O encontro mudou de figurino na etapa complementar. O Mónaco pegou mais no jogo, mas ao contrário do que acontecera antes, o Benfica conseguir efectuar transições com maior velocidade e colocando mais elementos na frente, chegando a ter situações de três para três e quatro para três, com Lima, Talisca, Gaitán e Salvio, este último a mostrar-se perdulário em situações em que poderia ter feito golo – muito por culpa da inspirada exibição de Subasic, que efectuou quatro defesas providenciais.

Lisandro estraga os planos

Mas quando se adivinhava isso mesmo, Lisandro López teve uma entrada imprudente sobre João Moutinho e foi expulso, obrigando à saída de Gaitán para a entrada de César. A partir daqui já não se viram mais as transições ofensivas e só deu Mónaco até final. Contudo, a estratégia de pressão dos da casa passou muito por despejar bolas para a área do Benfica, o que mostrou-se pouco eficaz – apesar de Andrea Raggi quase ter marcado de cabeça nos descontos.

O Mónaco acabou com 14 remates, contra 13 do Benfica, mas os portugueses tiveram mais pontaria (quatro enquadrados para dois dos da casa). As “águias” conseguiram chegar junto da baliza contrária com mais perigo, como demonstram os oito disparos já na grande área, face aos cinco contrários. Os comandados de Jardim melhoraram para 73% os passes certos (de 378), enquanto o Benfica piorou, registando 75,9% em 374 entregas (67,5% no segundo tempo), demonstrativo das dificuldades que a equipa passou a sentir nas saídas para o contra-ataque. A posse de bola terminou equilibrada, com 50,4%-49,6% favorável ao Mónaco.

André Almeida brilha

Na equipa benfiquista o destaque vai para André Almeida. O internacional português demorou a entrar no jogo, mas quando o fez assumiu as rédeas da equipa, terminando com 52 passes e 78,8% de acerto, um pouco abaixo dos números da primeira parte, as foi, ainda assim, o melhor médio neste capítulo, mesmo à frente de Enzo, que registou 39 passes com 76,9% de acerto. Almeida conseguiu ainda 12 recuperações de bola, o máximo da equipa, para além de dois desarmes, três alívios e quatro intercepções. E só perdeu a bola 13 vezes.

Destaque pela negativa para Gaitán, que apesar de se ter destacado nos cruzamentos (quatro em futebol corrido, três certos), esteve mal nos 22 passes que fez, com apenas 59,1% de eficácia.

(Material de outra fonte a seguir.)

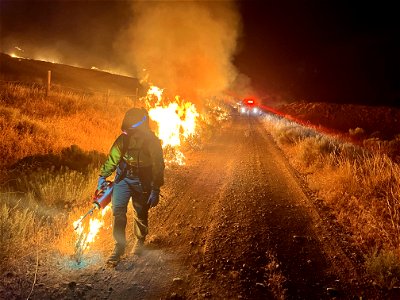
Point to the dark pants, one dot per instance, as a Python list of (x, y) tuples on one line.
[(123, 191)]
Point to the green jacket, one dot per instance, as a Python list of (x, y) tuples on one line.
[(143, 152)]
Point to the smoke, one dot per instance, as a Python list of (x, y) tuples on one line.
[(185, 47)]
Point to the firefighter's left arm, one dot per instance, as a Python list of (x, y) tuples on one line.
[(158, 165), (113, 158)]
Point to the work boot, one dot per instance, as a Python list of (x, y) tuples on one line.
[(138, 247), (116, 254)]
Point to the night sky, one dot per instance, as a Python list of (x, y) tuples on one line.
[(332, 51)]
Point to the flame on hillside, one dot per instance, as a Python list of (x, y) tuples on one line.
[(176, 122), (85, 237)]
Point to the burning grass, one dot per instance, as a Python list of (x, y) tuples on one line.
[(49, 183), (361, 186)]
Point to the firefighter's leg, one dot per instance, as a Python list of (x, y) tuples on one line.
[(120, 199), (140, 222)]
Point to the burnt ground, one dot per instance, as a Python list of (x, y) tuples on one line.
[(235, 223)]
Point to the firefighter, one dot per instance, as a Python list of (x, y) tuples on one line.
[(137, 157)]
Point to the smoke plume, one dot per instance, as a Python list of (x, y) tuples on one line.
[(184, 47)]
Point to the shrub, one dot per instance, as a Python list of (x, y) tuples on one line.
[(384, 266)]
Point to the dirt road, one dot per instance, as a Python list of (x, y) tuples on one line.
[(234, 223)]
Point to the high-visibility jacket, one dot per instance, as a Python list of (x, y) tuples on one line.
[(139, 155)]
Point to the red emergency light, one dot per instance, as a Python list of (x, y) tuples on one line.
[(249, 101)]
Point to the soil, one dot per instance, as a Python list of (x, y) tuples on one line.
[(235, 222)]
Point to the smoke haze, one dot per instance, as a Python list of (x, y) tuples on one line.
[(185, 47)]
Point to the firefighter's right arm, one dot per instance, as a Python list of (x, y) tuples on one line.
[(113, 158)]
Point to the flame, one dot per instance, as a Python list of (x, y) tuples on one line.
[(84, 239), (176, 121)]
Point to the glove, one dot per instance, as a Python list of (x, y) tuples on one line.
[(154, 198), (101, 182)]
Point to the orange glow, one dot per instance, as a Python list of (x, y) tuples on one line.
[(176, 121)]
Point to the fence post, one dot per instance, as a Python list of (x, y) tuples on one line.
[(136, 95), (48, 82)]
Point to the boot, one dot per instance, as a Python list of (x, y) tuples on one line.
[(138, 247), (116, 254), (119, 224)]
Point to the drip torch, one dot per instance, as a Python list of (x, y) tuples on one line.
[(101, 199)]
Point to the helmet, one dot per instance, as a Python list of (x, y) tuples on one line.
[(135, 118)]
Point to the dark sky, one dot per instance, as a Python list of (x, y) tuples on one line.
[(317, 50)]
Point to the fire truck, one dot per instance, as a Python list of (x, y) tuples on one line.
[(249, 106)]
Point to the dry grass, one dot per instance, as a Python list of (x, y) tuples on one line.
[(49, 183), (362, 186), (32, 124)]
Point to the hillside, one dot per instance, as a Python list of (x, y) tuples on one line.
[(33, 71)]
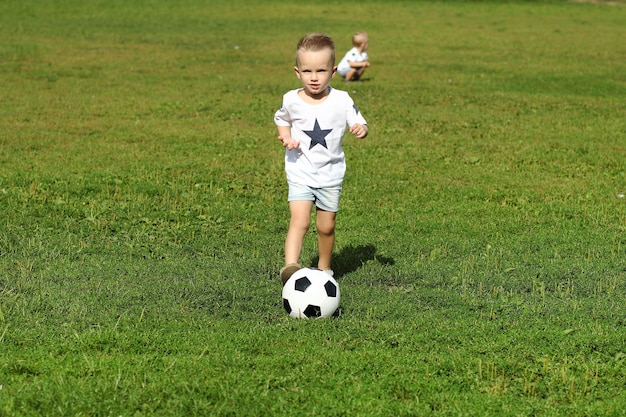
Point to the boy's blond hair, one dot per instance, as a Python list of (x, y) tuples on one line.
[(359, 38), (316, 42)]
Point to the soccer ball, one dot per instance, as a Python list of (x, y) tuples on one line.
[(311, 293)]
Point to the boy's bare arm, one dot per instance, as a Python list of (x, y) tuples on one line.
[(359, 130)]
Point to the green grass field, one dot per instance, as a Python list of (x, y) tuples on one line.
[(481, 240)]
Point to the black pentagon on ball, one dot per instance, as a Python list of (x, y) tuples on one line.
[(312, 311), (331, 289), (287, 305), (302, 284)]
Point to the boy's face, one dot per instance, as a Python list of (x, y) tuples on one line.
[(315, 69)]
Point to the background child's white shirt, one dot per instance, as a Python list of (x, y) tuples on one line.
[(352, 55), (314, 164)]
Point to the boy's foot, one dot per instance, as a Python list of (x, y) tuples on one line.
[(288, 270)]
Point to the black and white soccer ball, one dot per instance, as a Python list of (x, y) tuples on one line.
[(311, 293)]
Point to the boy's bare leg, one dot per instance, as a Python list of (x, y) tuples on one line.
[(298, 227), (325, 222)]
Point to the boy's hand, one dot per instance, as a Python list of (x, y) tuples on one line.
[(359, 130), (289, 142)]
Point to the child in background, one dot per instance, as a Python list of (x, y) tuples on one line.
[(355, 62), (311, 124)]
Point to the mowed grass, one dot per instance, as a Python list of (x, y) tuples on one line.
[(480, 242)]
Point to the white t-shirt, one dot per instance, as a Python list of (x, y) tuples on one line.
[(319, 161), (352, 55)]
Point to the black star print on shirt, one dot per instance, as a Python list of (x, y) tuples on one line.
[(317, 135)]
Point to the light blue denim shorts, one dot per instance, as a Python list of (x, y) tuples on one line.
[(326, 198)]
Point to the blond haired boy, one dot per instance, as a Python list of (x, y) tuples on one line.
[(353, 65), (311, 124)]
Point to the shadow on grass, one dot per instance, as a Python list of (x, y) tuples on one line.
[(352, 258)]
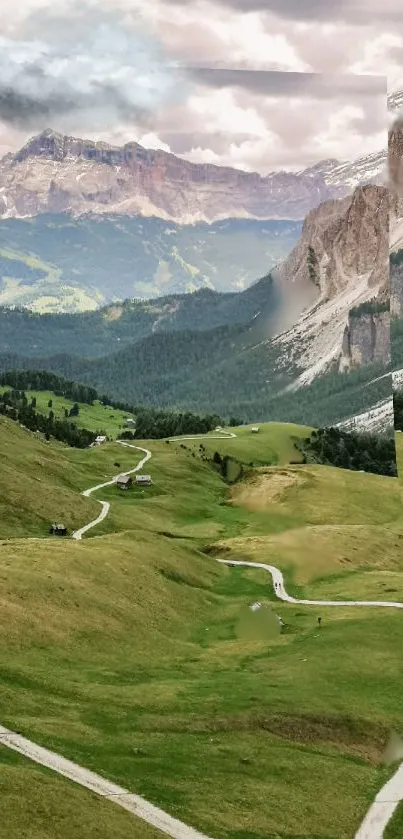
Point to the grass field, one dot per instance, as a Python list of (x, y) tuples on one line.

Do lado do Mónaco, Moutinho apenas acertou 63,4% dos 41 passes que fez, embora tenha criado três ocasiões de golo. Jérémy Toulalan esteve bem melhor no “miolo”, com 59 passes e 78% de eficácia, mas também tentou o golo três vezes, com dois disparos enquadrados com a baliza. Esteve bem a defender, com nove recuperações de bola em seu nome. Mas o destaque grande vai mesmo para Subasic, que com quatro defesas de monta segurou o nulo para os monegascos.